Подобным же образом в утверждении о. Иустина о том, что вера для европейца всего лишь Privatsache, немецкое выражение мгновенно вводит в текст определенный культурный фон и указывает на специфический менталитет. Privatsache можно, разумеется, перевести как «личное дело», однако, строго говоря, в русском языке просто нет подходящего эквивалента, поскольку для русского менталитета (или, говоря словами о. Иустина, для русской «народной души») само это понятие чужеродно.
Часто о. Иустин пользуется такими поэтическими приемами, как повтор и внутренняя рифма в прозаическом тексте. Первый прием легко воспроизвести в русском переводе, что же касается рифм, они по большей части невоспроизводимы. Иногда рифмы употребляются однократно (свемир/немир; кула/нула [6] [Рифма сербского языка – «башня» / «ноль» («Вавилонская башня породила ноль»).]

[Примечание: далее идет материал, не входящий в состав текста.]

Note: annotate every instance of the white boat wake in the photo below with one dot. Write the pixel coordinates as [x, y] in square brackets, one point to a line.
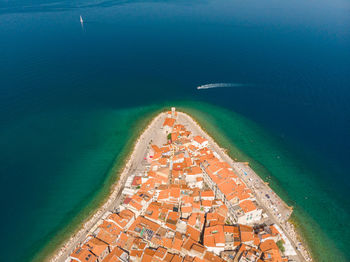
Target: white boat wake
[217, 85]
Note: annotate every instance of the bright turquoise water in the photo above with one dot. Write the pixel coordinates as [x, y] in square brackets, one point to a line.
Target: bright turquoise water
[72, 100]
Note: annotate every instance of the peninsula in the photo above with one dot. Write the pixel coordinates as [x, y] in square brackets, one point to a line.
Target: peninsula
[179, 198]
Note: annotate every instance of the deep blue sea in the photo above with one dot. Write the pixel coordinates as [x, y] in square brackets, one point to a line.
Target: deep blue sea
[73, 97]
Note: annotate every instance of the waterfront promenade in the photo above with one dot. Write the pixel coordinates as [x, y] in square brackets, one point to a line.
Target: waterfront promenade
[277, 211]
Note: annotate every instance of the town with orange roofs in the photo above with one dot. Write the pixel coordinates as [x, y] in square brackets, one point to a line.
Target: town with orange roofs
[187, 204]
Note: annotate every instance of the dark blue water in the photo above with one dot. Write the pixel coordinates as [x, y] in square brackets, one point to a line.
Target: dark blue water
[69, 95]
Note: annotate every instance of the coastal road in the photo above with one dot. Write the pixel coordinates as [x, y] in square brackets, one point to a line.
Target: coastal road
[134, 165]
[259, 188]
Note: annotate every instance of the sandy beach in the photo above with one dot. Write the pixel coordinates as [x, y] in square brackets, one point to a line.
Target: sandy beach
[132, 165]
[279, 212]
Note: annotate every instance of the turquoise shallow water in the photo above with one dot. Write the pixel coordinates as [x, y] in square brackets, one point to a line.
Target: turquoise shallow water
[72, 100]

— всплеск авторской иронии в характеристике «вавилонского столпа» европейской цивилизации, или Wille zur Macht / Wille zur Nacht, что приблизительно можно было бы перевести как «воля к власти / воля к ночи», т. е. к помрачению), в других случаях они присутствуют на значительном пространстве текста и несут важную смысловую нагрузку. Так в статье «Вопль ко Христу» рифмуются «светитель/просветитель». В этой рифме один и тот же славянский корень (тот же, что в слове свет) в обоих словах с одинаковыми суффиксами связывает воедино понятия святости и просвещения, изначально филологически тождественные, но в современном русском языке лексически разведенные: светитель по-русски – святой. Очевидно, что в данном случае невозможность воспроизвести этот поэтический прием неизбежно лишает перевод части того смыслового богатства, которое присутствует в оригинале.
Строгость философской мысли в текстах о. Иустина требует от переводчика особенного внимания в тех случаях, когда надо решать, оставить ли в переводе глагол-связку в составе именного сказуемого, который в русском языке (в отличие от сербского, греческого и церковнославянского) не обязателен, часто заменяется тире или просто выпадает. Проблема эта только на первый взгляд может показаться маловажной. Современное русское языковое сознание легко мирится с выпадением глагола-связки, поскольку почти утратило ощущение того смысла, который этот глагол передает. Многолетняя тирания «тлителя смыслов» в умах и сердцах отвернувшихся от Бога русских людей не прошла бесследно для русского языка. Провозглашая сущее не сущим и не сущее – сущим, лукавое доброе и доброе лукавое, называя тму свет и свет тму (Ис. 5:20), «лжеименный разум», творец псевдоимен и ложных ценностей, растлил и язык, исторгнув из него не только богоданную логосность, но и простую человеческую логичность. Для обыденного языкового сознания слова «быть» и «являться», «быть» и «представляться», «быть и «называться» стали почти синонимами.
Например, в переведенной недавно в России книге о. Иустина о Достоевском переводчик посчитал тавтологией выражение «представляет и есть оправдание» и произвел «стилистическую правку», передав это выражение одним простым глагольным сказуемым «оправдывает», исказив тем самым смысл авторского высказывания о Св. Троице. Между тем в святоотеческих текстах (и в русских переводах древних святых отцов) упомянутые глаголы сохраняют свой изначальный смысл, и выражения «является и есть», «именуется и есть», «представляется и есть» показывают, насколько строго здесь различается видимость и сущность, онтологический, гносеологический и феноменологический аспект. Этим мы руководствовались при переводе, иногда сохраняя глагол-связку там, где стилистические нормы современного русского языка предполагают его выпадение.
Безусловно необходимо также при переводе богословских текстов учитывать различение понятий «образ» и «подобие» применительно к человеческой душе, строго разработанное святыми отцами. «Боголика душа» у о. Иустина это именно душа богообразная (т. е. душа каждого человека, носящая в себе образ Божества, напечатленный в ней Творцом, которая может достигнуть богоподобия подвигом соблюдения евангельских заповедей, что, по выражению блаж. Диадоха, епископа Фотикийского, «есть принадлежность одних тех, которые по великой любви свободу свою поработили Богу»), а не богоподобная, как это часто переводят. Говоря о богоподобии, о. Иустин употребляет соответствующее сербское слово – «богослична душа».